Network clustering and functional annotation analysis

The generated parasite network consists of 662 unique interactions among 140 characterized proteins (Fig. 2A). The unified host network assembled comprised of 4,133,136 unique functional interactions between 20,329 nodes. The host-parasite network consisted of 31,512 unique functional interactions between 8023 proteins. The topology properties of the generated networks were explored to investigate the relationships between the degree, betweenness, and closeness centrality measures. As shown in Additional file 1: Fig. S1, subnetworks were classified as either degree-based (subnetworks formed from nodes with a high degree but low betweenness) or structural-based (subnetworks formed from nodes with high degree, high betweenness, and high closeness). The nodes forming the degree-based and structural-based subnetworks are herein referred to as key proteins.

Fig. 2
figure 2

A Assembled parasite network and B Functional interactions between C6KTD2 and C6KTB7 subnetwork within the parasite network. The nodes common to the subnetworks are coloured in yellow

Network clustering analysis reveals disease candidate key proteins/genes as hubs

The purpose of clustering is to partition the complex network into subnetworks and identify essential communities and critical functional nodes. It is a way of grouping nodes in the network into modules sharing functional connectivity. The parasite network (Fig. 2A) consists of 8 clusters of which 5 contained key proteins whereas the dense human network consisted of 32 clusters of which 7 contained key proteins. From the network clustering (Additional file 2: Fig. S2A, Additional file 3: Fig. S2B), two parasite candidate key proteins were identified as hubs, C6KTD2 (SET1) and C6KTB7 (PFF1365c) both on chromosome 6. These parasite candidate key proteins are involved in the merozoite developmental stage where they invade red blood cells (RBCs), cause disease severity, and contribute to the exponential growth of the parasite population [50]. Analysis of the host network revealed 6 candidate key proteins as hubs; P22301 (IL10 [MIM: 124092]), P05362 (ICAM1 [MIM: 147840]), P01375 (TNF [MIM: 191160]), P30480 (HLA-B [MIM: 142830]), P16284 (PECAM1 [MIM: 173445]) and O00206 (TLR4 [MIM: 603030]). These proteins are cognate host receptors that respond to inflammation by releasing pro-inflammatory cytokines, enhancing adhesion of parasitized red blood cells (RBCs), parasite sequestration in organs rupture, and removal of infected RBCs [50, 51]. Most importantly, the identified host candidate key proteins are targets for drugs in DrugBank [52] and have been reported to offer higher opportunities for drug repurposing, although a smaller proportion of the human genome is druggable [53,54,55]. Additional file 6: Table S3 and Additional file 7: Table S4 describe the identified candidate key proteins prioritized by the degree, betweenness, and closeness scores.

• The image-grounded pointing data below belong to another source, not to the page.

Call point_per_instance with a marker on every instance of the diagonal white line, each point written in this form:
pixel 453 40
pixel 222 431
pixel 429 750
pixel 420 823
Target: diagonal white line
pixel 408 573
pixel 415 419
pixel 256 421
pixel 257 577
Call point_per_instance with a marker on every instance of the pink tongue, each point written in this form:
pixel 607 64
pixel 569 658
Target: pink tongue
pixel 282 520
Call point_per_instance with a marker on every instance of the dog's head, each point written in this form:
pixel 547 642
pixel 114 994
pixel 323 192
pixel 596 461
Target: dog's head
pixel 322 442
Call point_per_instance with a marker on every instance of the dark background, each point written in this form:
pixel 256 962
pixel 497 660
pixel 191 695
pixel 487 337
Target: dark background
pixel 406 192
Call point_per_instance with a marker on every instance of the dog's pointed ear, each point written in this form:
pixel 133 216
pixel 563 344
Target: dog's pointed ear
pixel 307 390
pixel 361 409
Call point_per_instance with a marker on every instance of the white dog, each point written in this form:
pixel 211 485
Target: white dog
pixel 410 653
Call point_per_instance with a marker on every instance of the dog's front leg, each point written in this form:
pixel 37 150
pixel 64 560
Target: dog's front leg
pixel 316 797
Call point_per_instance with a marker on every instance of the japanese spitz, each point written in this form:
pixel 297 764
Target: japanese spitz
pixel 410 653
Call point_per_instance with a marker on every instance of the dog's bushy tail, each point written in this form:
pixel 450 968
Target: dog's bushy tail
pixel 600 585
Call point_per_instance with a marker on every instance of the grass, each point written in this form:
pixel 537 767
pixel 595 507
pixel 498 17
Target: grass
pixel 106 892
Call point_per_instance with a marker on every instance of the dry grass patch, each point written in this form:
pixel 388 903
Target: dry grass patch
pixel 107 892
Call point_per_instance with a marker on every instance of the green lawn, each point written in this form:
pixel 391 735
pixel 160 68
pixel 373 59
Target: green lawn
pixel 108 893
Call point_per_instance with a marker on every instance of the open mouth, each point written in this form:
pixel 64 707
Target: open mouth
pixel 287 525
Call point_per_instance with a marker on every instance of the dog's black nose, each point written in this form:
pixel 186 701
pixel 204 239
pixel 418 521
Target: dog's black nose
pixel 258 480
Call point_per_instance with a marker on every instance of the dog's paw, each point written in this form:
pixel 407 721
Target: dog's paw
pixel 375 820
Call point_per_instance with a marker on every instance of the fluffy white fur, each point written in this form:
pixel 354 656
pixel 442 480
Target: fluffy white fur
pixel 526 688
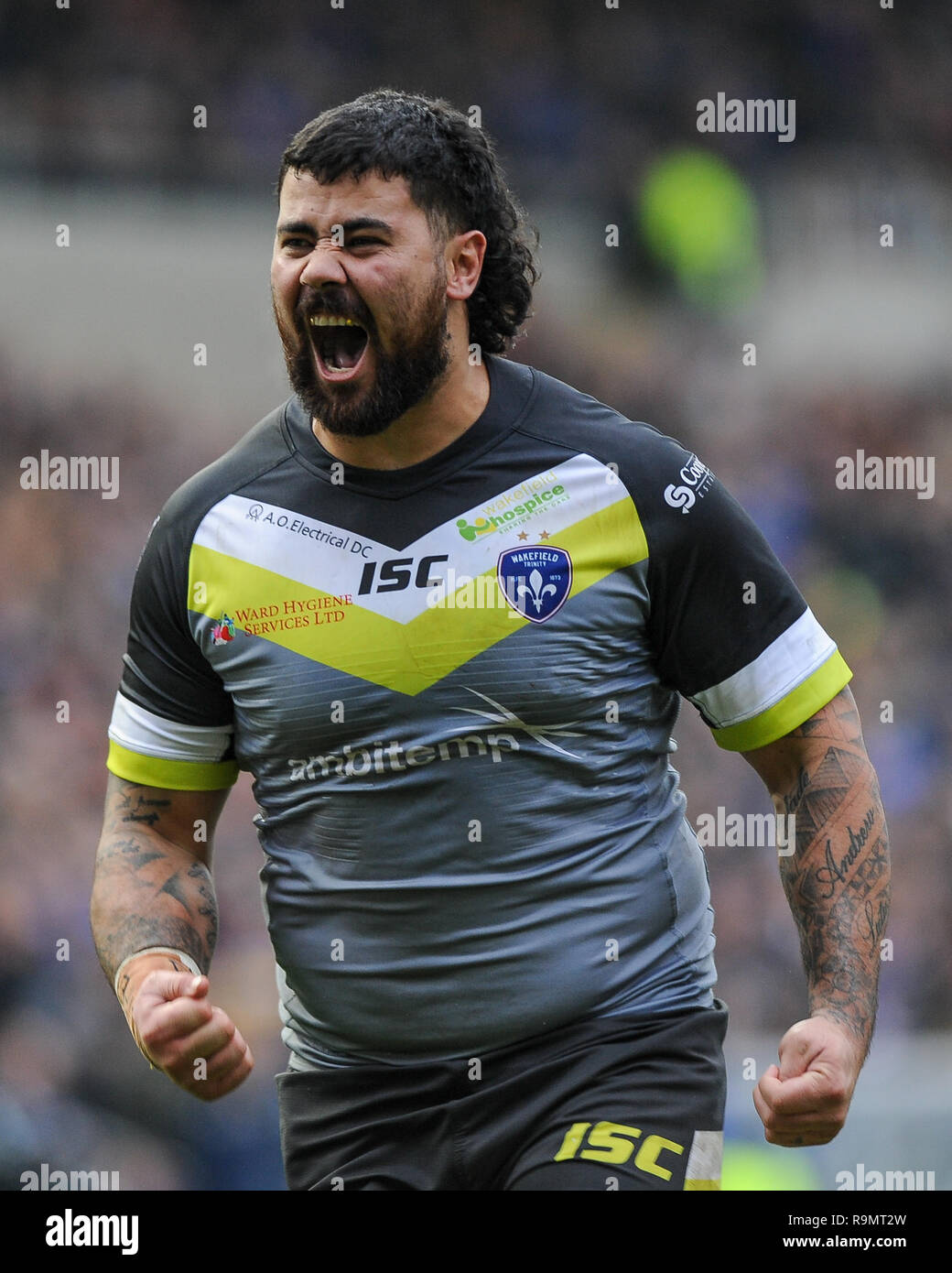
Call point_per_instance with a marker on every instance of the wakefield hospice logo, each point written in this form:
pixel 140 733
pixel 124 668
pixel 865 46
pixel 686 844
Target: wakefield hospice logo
pixel 535 581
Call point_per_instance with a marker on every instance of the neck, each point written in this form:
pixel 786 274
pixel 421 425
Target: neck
pixel 426 430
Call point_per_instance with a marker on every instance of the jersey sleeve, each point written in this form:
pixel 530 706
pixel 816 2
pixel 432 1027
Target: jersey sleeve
pixel 172 721
pixel 730 629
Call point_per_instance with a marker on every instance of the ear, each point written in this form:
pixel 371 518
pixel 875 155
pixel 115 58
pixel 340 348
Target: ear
pixel 463 258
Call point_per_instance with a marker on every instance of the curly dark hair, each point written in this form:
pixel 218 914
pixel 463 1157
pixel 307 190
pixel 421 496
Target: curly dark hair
pixel 455 177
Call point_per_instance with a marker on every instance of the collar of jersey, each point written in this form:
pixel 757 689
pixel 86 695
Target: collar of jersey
pixel 511 390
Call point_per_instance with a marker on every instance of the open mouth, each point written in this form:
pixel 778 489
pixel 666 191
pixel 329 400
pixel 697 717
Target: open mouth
pixel 340 345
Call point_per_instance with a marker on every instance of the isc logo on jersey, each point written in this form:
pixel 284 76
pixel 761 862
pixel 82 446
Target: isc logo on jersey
pixel 535 581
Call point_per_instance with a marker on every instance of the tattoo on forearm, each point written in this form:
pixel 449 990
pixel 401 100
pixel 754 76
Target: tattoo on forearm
pixel 147 891
pixel 838 880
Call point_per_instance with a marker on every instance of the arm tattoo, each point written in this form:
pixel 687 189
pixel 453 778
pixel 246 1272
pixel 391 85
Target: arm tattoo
pixel 838 880
pixel 149 890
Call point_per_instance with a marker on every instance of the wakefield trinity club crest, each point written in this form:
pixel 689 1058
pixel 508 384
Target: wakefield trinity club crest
pixel 536 581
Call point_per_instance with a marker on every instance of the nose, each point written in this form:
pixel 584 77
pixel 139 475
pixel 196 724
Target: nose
pixel 323 265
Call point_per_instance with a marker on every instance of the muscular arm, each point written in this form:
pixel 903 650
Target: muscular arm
pixel 153 884
pixel 838 877
pixel 153 887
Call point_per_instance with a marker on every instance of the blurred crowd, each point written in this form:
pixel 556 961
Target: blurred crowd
pixel 104 92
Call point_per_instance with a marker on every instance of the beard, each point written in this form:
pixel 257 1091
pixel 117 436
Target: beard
pixel 398 382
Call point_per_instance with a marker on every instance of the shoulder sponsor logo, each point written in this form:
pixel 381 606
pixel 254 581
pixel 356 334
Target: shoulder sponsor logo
pixel 535 581
pixel 695 480
pixel 294 525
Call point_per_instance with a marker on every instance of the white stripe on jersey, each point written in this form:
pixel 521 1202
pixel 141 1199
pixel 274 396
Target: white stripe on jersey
pixel 142 731
pixel 784 665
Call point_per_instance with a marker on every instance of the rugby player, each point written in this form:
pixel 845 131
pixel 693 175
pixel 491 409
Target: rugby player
pixel 443 609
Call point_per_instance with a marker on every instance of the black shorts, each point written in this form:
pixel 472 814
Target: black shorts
pixel 616 1103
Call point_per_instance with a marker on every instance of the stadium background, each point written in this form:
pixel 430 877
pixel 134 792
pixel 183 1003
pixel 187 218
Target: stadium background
pixel 722 240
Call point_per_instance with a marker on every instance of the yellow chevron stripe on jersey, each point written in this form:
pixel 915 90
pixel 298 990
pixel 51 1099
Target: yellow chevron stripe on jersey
pixel 179 776
pixel 406 657
pixel 793 709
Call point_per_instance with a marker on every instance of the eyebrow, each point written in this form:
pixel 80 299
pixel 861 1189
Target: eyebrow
pixel 357 223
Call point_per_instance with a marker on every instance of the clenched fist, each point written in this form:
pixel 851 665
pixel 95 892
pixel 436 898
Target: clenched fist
pixel 805 1100
pixel 175 1025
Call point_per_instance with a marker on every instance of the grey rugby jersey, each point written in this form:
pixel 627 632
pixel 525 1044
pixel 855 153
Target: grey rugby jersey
pixel 455 688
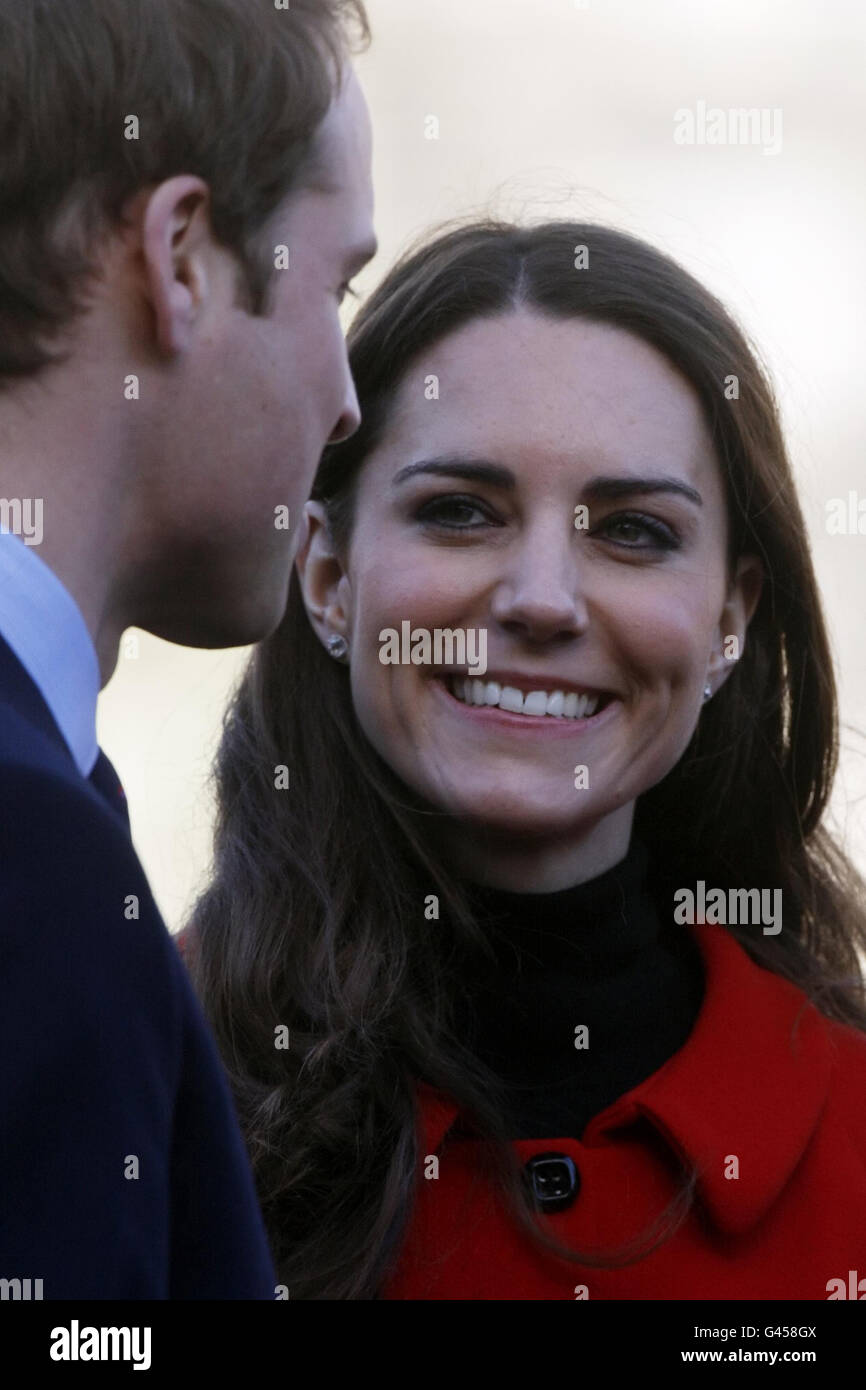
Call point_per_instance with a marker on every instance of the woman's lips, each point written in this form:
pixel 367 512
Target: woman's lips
pixel 549 724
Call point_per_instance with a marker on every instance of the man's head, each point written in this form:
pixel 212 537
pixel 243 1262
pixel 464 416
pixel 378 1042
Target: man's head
pixel 184 195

Biological processes and pathway enrichment of hub genes

The identified hub genes within the subnetworks were used for the functional annotation process. The results revealed 4 statistically significant essential processes and an enriched pathway (Table 2) specific to the parasite key hub genes. A total of 23 significant biological processes and 21 enriched pathways (Table 3) were identified to underly host hub gene's contribution towards malaria infection. From the host perspective, the hub genes are mainly involved in immune regulatory biological processes within immune-related pathways (47.6%), parasitic disease-related pathways (23.8%), bacteria disease-related pathways (14.2%), endocrine and metabolic disease-related pathways (4.7%), viral disease-related pathway (4.7%) and transport and catabolism related pathway (4.7%)[44, 46]. Most importantly, the malaria pathway ranked the most significant pathway with both p-value and adjusted p-value of 0. This supports the association of these hub genes to malaria. The enriched pathways presented the likelihood of similarity between malaria and other diseases.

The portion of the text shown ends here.